Allow removal of gitaly fsGroup setting
Summary
When using Gitaly in a kubernetes environment that utilizes a CSI driver (In my case NetApp Trident) for persistent storage, the combination of securitycontext.fsgroup being set and having a large number of files results in painfully slow time for the kubelet to run a recursive chown on the contents of the persistent volume. In my case, it takes a minimum of 30 minutes for our Gitlay statefulset to start in Production when the fsgroup setting is applied.

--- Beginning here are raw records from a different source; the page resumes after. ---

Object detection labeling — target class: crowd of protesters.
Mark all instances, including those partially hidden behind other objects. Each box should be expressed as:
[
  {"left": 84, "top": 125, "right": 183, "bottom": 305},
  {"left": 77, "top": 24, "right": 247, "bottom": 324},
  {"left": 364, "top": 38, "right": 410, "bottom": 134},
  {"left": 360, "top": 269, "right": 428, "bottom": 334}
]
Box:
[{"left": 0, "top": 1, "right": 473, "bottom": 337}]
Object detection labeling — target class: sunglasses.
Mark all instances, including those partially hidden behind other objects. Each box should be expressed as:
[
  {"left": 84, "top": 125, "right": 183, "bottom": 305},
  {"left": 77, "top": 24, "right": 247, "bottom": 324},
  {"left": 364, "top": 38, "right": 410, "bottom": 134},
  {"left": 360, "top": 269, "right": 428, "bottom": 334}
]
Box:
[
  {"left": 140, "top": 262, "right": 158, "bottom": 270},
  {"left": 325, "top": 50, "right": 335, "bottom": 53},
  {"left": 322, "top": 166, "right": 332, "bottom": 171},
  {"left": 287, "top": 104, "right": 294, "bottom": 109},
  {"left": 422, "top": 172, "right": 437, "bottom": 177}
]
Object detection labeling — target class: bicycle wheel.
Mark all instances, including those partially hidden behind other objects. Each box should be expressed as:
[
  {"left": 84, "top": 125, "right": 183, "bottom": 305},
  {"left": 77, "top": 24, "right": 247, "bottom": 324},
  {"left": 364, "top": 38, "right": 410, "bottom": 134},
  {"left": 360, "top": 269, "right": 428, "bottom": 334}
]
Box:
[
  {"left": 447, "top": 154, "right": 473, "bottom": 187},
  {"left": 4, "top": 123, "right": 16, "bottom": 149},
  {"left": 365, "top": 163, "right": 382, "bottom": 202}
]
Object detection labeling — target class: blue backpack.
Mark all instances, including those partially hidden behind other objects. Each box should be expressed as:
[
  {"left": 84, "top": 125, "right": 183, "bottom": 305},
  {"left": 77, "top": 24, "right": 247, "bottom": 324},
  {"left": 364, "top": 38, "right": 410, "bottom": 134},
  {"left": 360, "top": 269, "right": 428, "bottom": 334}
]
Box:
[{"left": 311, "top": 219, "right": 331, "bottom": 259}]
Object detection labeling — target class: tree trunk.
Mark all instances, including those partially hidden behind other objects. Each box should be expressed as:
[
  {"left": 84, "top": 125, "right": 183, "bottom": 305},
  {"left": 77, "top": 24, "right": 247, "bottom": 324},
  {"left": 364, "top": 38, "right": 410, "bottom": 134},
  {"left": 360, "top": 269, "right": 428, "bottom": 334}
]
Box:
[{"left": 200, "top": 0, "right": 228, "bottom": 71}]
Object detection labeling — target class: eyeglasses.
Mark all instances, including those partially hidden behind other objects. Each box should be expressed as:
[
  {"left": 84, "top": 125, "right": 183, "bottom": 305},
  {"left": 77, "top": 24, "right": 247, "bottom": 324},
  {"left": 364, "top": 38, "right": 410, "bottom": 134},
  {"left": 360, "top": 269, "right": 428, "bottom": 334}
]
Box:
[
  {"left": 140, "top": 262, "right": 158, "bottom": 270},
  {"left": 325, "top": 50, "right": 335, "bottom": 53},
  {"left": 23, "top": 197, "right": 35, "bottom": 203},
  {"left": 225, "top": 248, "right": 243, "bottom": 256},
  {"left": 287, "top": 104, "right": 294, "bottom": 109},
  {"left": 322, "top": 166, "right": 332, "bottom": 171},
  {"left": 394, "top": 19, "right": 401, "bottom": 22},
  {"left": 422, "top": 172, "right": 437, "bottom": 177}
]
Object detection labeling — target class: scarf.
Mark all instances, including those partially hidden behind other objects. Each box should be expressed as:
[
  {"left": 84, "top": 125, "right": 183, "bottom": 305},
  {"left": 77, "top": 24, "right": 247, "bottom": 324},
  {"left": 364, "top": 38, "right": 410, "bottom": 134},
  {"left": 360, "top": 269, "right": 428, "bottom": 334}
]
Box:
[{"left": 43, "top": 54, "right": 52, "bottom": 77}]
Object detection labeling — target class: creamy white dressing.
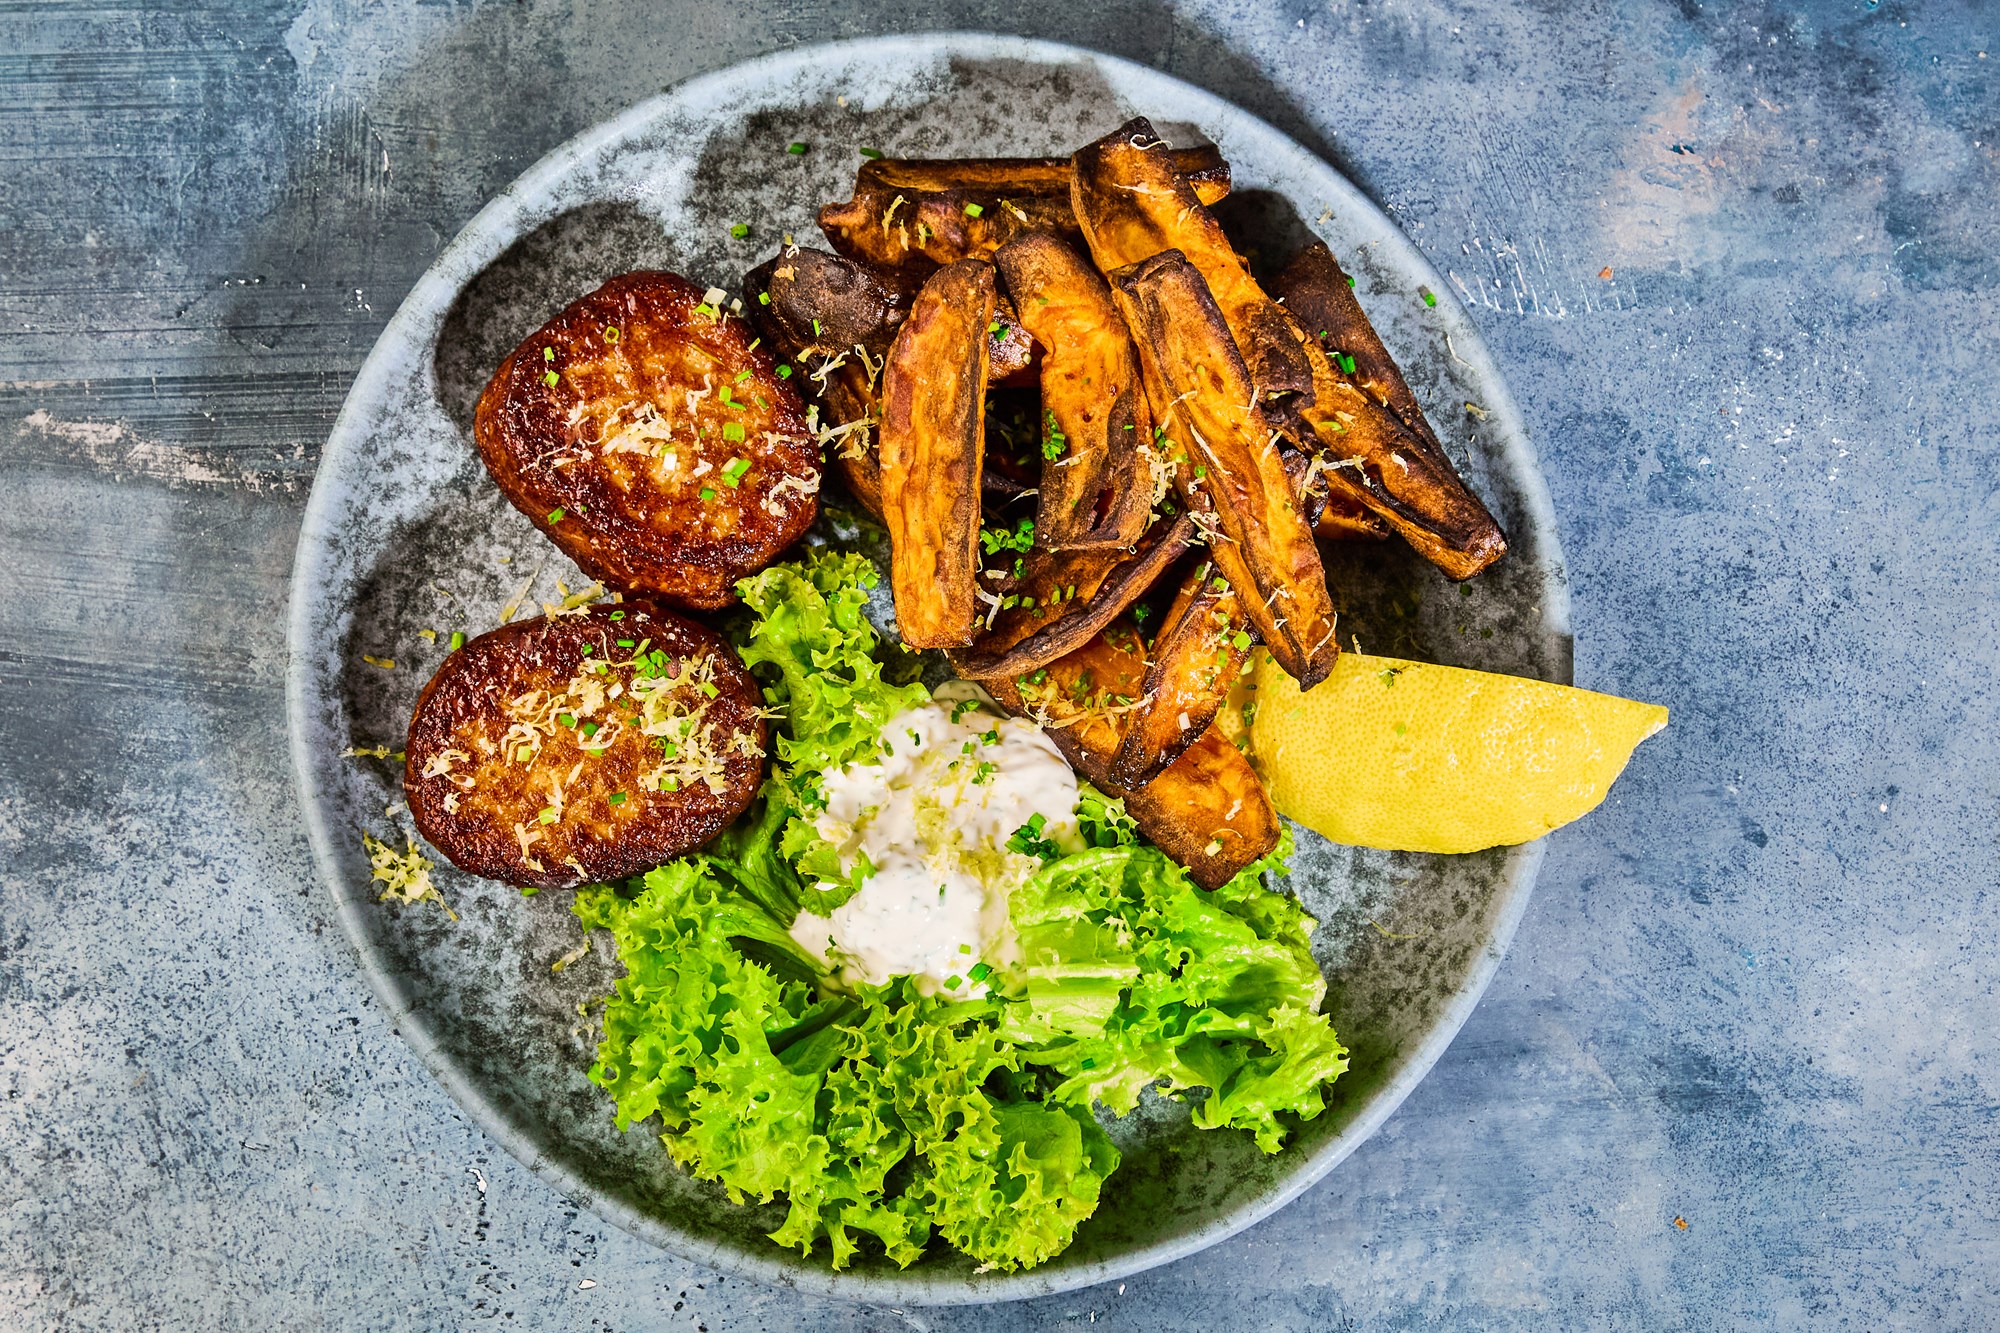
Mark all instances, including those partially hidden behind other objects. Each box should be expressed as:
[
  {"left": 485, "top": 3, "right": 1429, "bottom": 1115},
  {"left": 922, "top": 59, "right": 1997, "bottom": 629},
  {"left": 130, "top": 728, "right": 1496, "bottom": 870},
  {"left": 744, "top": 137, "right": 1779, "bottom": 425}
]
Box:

This is a known issue and is documented here: https://kubernetes.io/docs/tasks/configure-pod-container/security-context/#configure-volume-permission-and-ownership-change-policy-for-pods
By default, Kubernetes recursively changes ownership and permissions for the contents of each volume to match the fsGroup specified in a Pod's securityContext when that volume is mounted. For large volumes, checking and changing ownership and permissions can take a lot of time, slowing Pod startup.
Steps to reproduce
- In a kubernetes environment, where persistent volume orchestration is happening via a CSI driver
- Add in a large amount of small files (In my case, I am at 24GB of total data)
- Try restarting the Gitaly statefulset
Configuration used
We are using the default Gitaly configuration for securitycontext.
Current behavior
- The kube-scheduler selects a node for the workload
- The volume is mounted to the worker node
- The Kubelet trys to mount the volume to the container, but continually times out while the recursive chown operation runs
Expected behavior
The volume should mount without conducting a recursive chown operation (By removing fsGroup). There is an Alpha feature in Kubernetes 1.18 to work around this (fsGroupChangePolicy: "OnRootMismatch") but an alpha work around is not currently acceptable.
Relevant logs
Definition of done
We need to support:
- Having a value by default
- Allowing override, or removal of that default.
Currently, we explicitly have this in the template:
securityContext:
runAsUser: {{ .Values.securityContext.runAsUser }}
fsGroup: {{ .Values.securityContext.fsGroup }}
Immediate method is to wrap the items in if blocks based on presence. Then, a user should be able to override by setting a value, or remove by setting the value to nil/empty/false.